In rural areas children are raised without health care, sanitation, or education; many are as starved for affection as for food. As soon as they're old enough to have an elementary understanding of their circumstances, their parents teach them that they are expected to pay their way, to make sacrifices, and, if necessary, to travel far from home and live with strangers. "When my children were three, I told them they must be prepared to work for the good of the family," says Asma, a Sheikhupura villager who bonded her five children to masters in distant villages. "I told them again and again that they would be bonded at five. And when the time came for them to go, they were prepared and went without complaint."
Bonding is common practice among the lower castes, and although the decision to part with their children is not made lightly, parents do not agonize over it. Neither, evidently, do the children, who regard bonding as a rite of passage, the event that transforms them into adults. Many look forward to it in the same way that American children look forward to a first communion or getting a driver's license. They are eager to cast off childhood, even if to do so means taking on adult burdens. Irfana, a twelve-year-old schoolgirl who spent four years as a brick worker before she was freed by an anti-slavery organization, remembers feeling relieved when her father handed her over at age six to a kiln owner. "My friends and I knew that sooner or later we'd be sent off to the factories or the fields. We were tired of doing chores and minding infants. We looked forward to the day when we'd be given responsibilities and the chance to earn money. At the time work seemed glamorous and children who worked seemed quite important."

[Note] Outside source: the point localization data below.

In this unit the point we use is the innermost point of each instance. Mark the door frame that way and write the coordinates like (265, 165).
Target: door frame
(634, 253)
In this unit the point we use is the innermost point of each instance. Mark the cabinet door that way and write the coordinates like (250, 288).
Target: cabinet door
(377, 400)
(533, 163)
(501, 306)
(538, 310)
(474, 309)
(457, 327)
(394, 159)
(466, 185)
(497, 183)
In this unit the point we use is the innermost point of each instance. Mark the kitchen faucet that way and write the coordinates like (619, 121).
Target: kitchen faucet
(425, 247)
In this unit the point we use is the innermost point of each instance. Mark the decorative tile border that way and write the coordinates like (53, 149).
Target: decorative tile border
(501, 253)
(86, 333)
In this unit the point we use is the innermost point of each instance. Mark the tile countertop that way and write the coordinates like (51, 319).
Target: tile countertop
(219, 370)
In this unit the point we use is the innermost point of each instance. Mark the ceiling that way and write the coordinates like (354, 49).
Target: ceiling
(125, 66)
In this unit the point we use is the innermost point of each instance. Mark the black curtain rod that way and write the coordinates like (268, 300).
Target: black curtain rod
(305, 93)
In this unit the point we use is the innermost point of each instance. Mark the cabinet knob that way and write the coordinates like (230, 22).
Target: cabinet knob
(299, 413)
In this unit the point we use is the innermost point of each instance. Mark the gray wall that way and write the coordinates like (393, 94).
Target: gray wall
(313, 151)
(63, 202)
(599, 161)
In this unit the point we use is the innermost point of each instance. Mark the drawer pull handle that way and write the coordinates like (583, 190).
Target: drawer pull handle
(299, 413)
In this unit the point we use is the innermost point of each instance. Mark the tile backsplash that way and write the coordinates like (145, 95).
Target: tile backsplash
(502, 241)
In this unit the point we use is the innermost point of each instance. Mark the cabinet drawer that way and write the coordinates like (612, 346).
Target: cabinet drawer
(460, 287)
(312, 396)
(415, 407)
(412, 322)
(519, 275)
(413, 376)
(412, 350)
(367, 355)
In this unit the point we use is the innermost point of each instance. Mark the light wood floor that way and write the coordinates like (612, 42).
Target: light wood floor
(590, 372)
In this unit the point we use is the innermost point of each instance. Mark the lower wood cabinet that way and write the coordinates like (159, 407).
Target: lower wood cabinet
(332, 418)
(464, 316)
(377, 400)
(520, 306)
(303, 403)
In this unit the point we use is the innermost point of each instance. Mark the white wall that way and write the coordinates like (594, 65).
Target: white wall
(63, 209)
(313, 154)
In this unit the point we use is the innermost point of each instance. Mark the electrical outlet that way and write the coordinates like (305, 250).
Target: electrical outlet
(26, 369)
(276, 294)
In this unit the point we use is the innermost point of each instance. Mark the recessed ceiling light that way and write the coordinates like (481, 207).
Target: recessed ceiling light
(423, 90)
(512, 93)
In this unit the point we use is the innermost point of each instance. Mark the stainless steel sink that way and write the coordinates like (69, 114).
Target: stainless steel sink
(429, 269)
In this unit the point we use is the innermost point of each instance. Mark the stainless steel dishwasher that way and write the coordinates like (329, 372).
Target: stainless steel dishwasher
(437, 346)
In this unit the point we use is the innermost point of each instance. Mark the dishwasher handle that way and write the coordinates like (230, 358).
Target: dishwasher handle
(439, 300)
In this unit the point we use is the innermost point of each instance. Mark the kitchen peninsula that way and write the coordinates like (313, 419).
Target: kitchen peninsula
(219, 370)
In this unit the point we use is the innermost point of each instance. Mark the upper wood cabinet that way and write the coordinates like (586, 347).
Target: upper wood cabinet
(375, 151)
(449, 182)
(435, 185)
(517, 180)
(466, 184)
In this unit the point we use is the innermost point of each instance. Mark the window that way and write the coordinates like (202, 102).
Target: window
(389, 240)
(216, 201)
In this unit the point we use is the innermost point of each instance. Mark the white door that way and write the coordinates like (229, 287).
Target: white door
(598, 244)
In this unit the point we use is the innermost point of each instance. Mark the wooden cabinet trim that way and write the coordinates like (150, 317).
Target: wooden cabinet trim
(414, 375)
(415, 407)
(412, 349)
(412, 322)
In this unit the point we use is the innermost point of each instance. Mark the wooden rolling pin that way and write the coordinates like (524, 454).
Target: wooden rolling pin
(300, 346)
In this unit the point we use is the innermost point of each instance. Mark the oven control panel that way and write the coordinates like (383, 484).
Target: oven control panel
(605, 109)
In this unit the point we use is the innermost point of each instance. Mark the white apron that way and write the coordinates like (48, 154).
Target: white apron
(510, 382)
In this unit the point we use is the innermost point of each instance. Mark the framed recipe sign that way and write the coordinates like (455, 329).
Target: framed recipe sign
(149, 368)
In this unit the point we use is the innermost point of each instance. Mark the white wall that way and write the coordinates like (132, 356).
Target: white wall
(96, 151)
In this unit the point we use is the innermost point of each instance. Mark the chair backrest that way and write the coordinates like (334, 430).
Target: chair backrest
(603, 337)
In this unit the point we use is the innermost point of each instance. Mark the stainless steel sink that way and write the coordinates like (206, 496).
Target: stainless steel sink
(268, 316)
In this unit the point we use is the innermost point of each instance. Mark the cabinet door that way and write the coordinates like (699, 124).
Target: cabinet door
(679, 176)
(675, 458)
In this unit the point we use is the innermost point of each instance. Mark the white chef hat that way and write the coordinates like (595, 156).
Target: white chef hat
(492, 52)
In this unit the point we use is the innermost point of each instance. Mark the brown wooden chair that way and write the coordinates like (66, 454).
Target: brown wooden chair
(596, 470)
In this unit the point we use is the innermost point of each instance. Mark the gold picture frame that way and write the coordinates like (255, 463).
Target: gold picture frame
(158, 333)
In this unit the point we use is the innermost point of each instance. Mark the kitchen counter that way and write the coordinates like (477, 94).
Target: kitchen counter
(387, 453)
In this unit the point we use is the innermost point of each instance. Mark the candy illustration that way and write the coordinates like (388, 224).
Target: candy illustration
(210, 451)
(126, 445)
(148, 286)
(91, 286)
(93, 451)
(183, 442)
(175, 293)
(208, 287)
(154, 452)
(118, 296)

She soon learned otherwise. "For the masters, bonded children are a commodity. My master bought, sold, and traded us like livestock, and sometimes he shipped us great distances. The boys were beaten frequently to make them work long hours. The girls were often violated. My best friend got ill after she was raped, and when she couldn't work, the master sold her to a friend of his in a village a thousand kilometers away. Her family was never told where she was sent, and they never saw her again."
Early in this decade the Pakistan National Assembly enacted two labor laws meant to curb such practices. The first, The Employment of Children Act of 1991, prohibited the use of child labor in hazardous occupations and environments. The second, The Bonded Labor Act of 1992, abolished indentured servitude and the peshgi system. As progressive as these laws were, the government failed to provide for their implementation and enforcement. It also neglected to inform the millions of working children and indentured servants that they were free and released from their debts. "We prefer to leave enforcement to the discretion of the police," says a Ministry of Labor official. "They understand best the needs of their community. Law is not an absolute. We must expect a certain flexibility on the part of those who enforce it. Could this sometimes mean looking the other way? Absolutely."